THE site may still look empty, save for half a dozen diggers, tractors and cranes, but progress on the £150m Milburngate, on the site of the city's former passport office is ticking along. Faced with an asbestos riddled office built on a former gas works, the remnants of which were still lurking under the building, it was a slow process to demolish the concrete block and get it ready for work.

Having crushed the concrete, piling is ongoing to support the existing structures like Milburngate Bridge and Framwellgate Peth before the steel structure is finally erected in the coming months.

When complete, it is hoped the development will pave the way for a newly styled business quarter, attracting high quality jobs to the city and becoming a rival destination to Newcastle.

A mix of residential flats, a hotel, cinema, bars, restaurants, at the heart of the scheme is a 53,000 sq ft office block. Dubbed "One Milburngate", the building will be home to some of the first occupiers of this central business district, with modern offices aimed at the enterprises of the millennial generation.

Who they will be, no one knows at this stage, but Allan Cook, managing director of Arlington Real Estate, which is developing the site in partnership with Richardsons, seems nonchalant at the prospect. Despite the size of the premises, he is in talks with a single occupier, though it has been designed to accommodate several businesses.

"I'm a big advocate for Durham," he says. "I think it can attract occupiers but to build 53,000 sq ft of space without having an occupier is quite an ask.

“Having done soft market testing and knowing what else is on offer in the North-East I think we can fill it."

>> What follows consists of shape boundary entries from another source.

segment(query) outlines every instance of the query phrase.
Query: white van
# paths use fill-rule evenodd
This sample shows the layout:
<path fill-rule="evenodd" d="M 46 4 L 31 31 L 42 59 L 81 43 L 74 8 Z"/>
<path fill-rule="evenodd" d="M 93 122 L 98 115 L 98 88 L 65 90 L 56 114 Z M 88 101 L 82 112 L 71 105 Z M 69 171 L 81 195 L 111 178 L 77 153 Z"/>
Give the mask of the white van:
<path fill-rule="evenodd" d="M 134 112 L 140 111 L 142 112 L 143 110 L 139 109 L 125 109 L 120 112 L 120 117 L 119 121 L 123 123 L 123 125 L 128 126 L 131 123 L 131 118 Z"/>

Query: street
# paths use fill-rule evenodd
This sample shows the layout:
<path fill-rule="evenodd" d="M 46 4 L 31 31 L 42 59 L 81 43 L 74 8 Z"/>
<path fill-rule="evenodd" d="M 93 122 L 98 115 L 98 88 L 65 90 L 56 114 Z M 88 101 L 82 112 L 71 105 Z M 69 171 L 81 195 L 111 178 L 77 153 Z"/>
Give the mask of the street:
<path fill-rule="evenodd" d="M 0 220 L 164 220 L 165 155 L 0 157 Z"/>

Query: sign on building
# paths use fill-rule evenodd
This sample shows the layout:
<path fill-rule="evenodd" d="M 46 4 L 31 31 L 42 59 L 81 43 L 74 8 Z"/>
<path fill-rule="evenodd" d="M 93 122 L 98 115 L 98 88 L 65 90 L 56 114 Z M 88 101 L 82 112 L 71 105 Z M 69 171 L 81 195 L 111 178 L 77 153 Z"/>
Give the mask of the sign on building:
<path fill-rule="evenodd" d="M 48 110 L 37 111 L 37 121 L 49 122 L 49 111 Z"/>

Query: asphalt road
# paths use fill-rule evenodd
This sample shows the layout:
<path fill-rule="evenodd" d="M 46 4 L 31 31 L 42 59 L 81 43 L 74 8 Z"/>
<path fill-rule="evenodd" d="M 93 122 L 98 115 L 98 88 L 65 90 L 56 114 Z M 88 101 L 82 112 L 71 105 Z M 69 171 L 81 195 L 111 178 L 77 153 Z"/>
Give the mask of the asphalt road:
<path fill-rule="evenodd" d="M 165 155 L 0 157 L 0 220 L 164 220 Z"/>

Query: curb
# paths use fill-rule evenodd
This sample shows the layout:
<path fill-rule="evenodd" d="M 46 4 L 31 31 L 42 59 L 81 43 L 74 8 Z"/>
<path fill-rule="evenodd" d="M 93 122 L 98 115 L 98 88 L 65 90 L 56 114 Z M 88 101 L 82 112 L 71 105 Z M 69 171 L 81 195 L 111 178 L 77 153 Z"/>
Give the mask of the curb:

He adds: "In my day we wanted our own office but now it’s a much more collaborative environment which is an interesting change. It's the millennial generation.

“What we’re trying to do is offer that kind of environment. There’s nowhere else like that in Durham.

“I don’t think we will have trouble filling them. I get the feeling there’s a pent up demand for that kind of space."

Despite being unbuilt and largely without occupiers lined up, Milburngate sparked a bidding war between five London-based investment companies when it was put on the market earlier this year.

Eventually securing £120m of forward funding from LaSalle Investment Management, Allan describes the interest as almost unheard of for the North-East.

But what exactly about Durham – in truth more of a town than a city – has sparked this interest?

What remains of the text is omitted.